Wednesday, May 17, 2017

Nurse the Hate: Spencer

I know this guy named Spencer.  He used to play in bands.  He’s a graphic artist now.  He isn’t one of those cool graphic artists that designs art show posters and band logos.  He does shit like garage door opener repair company offers and landscape direct mail pieces.  He’s done some really great stuff in the past, but now he is the guy you go to when you need something that will get .2% of respondents to call to respond to an offer to quote replacement window cost.  The world has sort of beaten him down a bit.  He has a weary air to him.

Spencer’s first ex-wife Karen lives in his old house with his two kids.  It's a little tudor in a nice neighborhood.  I remember Karen as the woman that stood next to Spencer at shows like Calexico at the Beachland.  She usually didn’t say anything.  I would go over to say hello to Spencer and then Spencer, always polite, would offer “You remember my wife Karen?”.  Karen would then grimace out a smile and nod her head while she said “Hello.  It’s nice to see you again.” while maintaining the vibe that it definitely wasn’t nice to see you again.  I never understood how those two were together in the first place.  I think she was his college girlfriend and then marriage was just the next thing to do after graduation.  Karen now spends most of her time defending the yard against weeds, baking perfect cupcakes, and using the kids in a passive aggressive way against Spencer on his court approved two (2) visitation days weekly for not more than four (4) hours.

Spencer had gotten mixed up with this woman named something groovy like Crystal or Jasmine.  It sounded like a stripper name to me.  He saw every red flag and just kept going.  I remember one rambling conversation I had with her once where she told me in non-linear fashion about her time in the Peace Corps, studying abroad in Barcelona, working in a hotel in Oslo, a confusing real estate job in the Cayman Islands, and about how her last fiancé “wasn’t supportive of her yoga”.  That one sentence alone should have shouted out “stay away!”, but to me the kicker was that she drove a Jeep Wrangler with the spare tire cover proclaiming “It’s a Jeep thing.  You wouldn’t understand.”  She designed jewelry from sea glass and made Spencer drive her out to every goddamn flea market/art walk in the region.  I remember seeing him sitting on a wooden chair behind her card table of junk while she was talking to a couple of hippies about “her journey”.  He looked happy though. 

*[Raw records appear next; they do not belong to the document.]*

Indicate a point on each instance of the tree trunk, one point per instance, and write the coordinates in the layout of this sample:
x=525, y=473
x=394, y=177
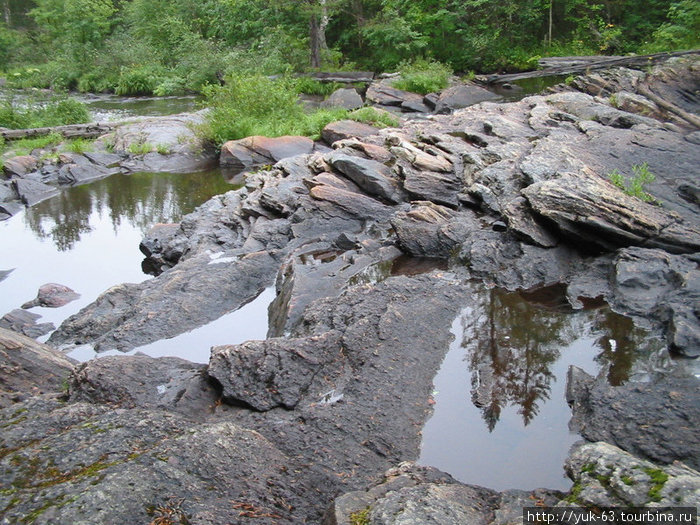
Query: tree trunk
x=315, y=41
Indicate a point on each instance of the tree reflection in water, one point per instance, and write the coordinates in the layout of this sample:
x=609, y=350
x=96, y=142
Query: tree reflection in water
x=512, y=341
x=142, y=199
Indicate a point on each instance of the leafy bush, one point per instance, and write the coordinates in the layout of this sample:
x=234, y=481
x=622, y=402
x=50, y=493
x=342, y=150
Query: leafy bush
x=634, y=186
x=423, y=76
x=56, y=111
x=140, y=80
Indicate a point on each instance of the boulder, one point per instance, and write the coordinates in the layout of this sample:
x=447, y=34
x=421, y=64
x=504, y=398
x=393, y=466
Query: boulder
x=462, y=96
x=25, y=323
x=52, y=295
x=29, y=368
x=32, y=192
x=649, y=420
x=346, y=98
x=605, y=476
x=372, y=177
x=590, y=210
x=139, y=381
x=346, y=129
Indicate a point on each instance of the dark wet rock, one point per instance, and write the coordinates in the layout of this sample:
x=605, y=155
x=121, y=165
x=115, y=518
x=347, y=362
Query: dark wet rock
x=108, y=160
x=430, y=230
x=7, y=192
x=413, y=494
x=167, y=383
x=5, y=273
x=606, y=476
x=25, y=323
x=462, y=96
x=29, y=368
x=174, y=134
x=317, y=271
x=347, y=98
x=271, y=373
x=384, y=95
x=32, y=192
x=592, y=211
x=439, y=188
x=138, y=466
x=651, y=285
x=524, y=223
x=193, y=293
x=251, y=151
x=652, y=420
x=372, y=177
x=79, y=169
x=52, y=295
x=346, y=129
x=158, y=246
x=19, y=166
x=499, y=259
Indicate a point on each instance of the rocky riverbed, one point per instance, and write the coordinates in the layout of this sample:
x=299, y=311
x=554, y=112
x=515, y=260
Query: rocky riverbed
x=317, y=422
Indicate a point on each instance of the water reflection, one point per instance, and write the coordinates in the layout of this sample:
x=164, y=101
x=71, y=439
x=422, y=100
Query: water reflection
x=500, y=417
x=141, y=199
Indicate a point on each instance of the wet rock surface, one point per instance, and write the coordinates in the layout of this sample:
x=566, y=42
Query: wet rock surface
x=654, y=420
x=512, y=195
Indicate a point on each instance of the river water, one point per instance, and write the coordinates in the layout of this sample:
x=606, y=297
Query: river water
x=500, y=417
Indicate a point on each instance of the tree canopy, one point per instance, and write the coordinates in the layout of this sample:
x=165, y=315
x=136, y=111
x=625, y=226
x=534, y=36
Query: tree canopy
x=170, y=46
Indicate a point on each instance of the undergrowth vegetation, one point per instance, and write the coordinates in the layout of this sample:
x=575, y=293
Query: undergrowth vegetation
x=258, y=105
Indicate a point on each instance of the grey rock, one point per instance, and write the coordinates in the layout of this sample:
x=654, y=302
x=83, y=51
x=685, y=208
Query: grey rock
x=167, y=383
x=32, y=192
x=131, y=315
x=271, y=373
x=52, y=295
x=29, y=368
x=430, y=230
x=346, y=98
x=25, y=323
x=649, y=420
x=590, y=210
x=462, y=96
x=371, y=176
x=346, y=129
x=606, y=476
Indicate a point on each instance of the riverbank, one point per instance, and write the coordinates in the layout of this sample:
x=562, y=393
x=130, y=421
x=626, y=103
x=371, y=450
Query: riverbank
x=510, y=195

A few months later I saw Spencer at the Beachland.  He told me that he and Crystal (or Jasmine) were no longer together.  The kicker was that fueled up on rum, he had married her on the beach at Ocho Rios.  Two or three weeks after their undoubtedly mystical ceremony, he received a letter while at work.  It was from Crystal/Jasmine stating that she was leaving him, leaving Ohio, and needed to “continue her journey of growth alone” which he would ostensibly be paying for based on the attached legal documents.  You would think he would have been pissed, but he wasn't.  "Best time of my life." I heard him call his time with Crystal/Jasmine once.  Spencer has since moved to a bleak apartment complex in Willowick filled with guys that started almost every conversation with the sentence “My fucking ex-wife…”.

Spencer had picked up his old guitar and amp from Karen's house and started playing music again with some of the guys in the apartment complex.  They had some Poco Tribute band going.  I have no idea why anyone would make a Poco Tribute band.  Do you fight to play the Richie Furay songs?  I suspect that if the guys invite enough of their friends to a gig, they could outdraw the actual band Poco.  He seemed kind of happy about the band, at least as happy as Spencer ever came off.  "Yeah man, it's good to play again.  I gotta do something.  If not I'm just waiting around to die."  

I got a garage door opener ad in the mail a few days ago.  I wondered if Spencer did it.